In India, there is a strange disconnect in the governance of the debt capital markets. Policymakers and regulators of India continue to express a desire for the depth and liquidity of Indian bond markets to improve. But when it comes to bond market regulations and conventions, a lot of effort is made to keep small retail investors out!
Ticket size and liquidity
The face value of most Indian bonds is Rs 10 lakh. Some have it lower at Rs 1 lakh or Rs 10,000, but with larger trading lot sizes. Government bonds are frequently available in more significant face value and trading lots. Any search for smaller ticket sizes inevitably leads to a discussion about “odd lots,” implying a lower yield than standard lots and less liquidity when selling.
A related problem is a lack of liquidity. There is significantly less trading on either the NSE or the BSE’s retail debt market segment. When compared to the markets in the United States, the contrast is shocking. In terms of trading volume and market capitalization , the bond market in the United States surpasses the stock market. The bond market in India is a tiny fraction of the stock market in terms of trading volume.
On the ground, these two issues appear to be unrelated.

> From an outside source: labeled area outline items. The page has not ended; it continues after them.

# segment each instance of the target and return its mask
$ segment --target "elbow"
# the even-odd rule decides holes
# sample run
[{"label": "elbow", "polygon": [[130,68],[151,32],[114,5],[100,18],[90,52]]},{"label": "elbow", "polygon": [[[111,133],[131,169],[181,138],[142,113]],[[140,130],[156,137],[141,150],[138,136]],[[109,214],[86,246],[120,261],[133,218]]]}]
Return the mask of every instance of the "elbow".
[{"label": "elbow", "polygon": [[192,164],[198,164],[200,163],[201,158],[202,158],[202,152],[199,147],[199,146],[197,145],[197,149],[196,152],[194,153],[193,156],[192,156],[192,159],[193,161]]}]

However, there is a strong possibility that they are linked. Large-ticket sizes and the exclusion of small investors may contribute to the lack of liquidity. Consider the Indian stock exchanges, where the vast majority of shares are priced under Rs 1,000. A small investor can easily begin with a small investment. A mid-sized investor can also easily exit a position partially.
Bonds can only be used to diversify a portfolio if you have a minimum of Rs 1 crore. Not exactly the foundation of a thriving and deep market!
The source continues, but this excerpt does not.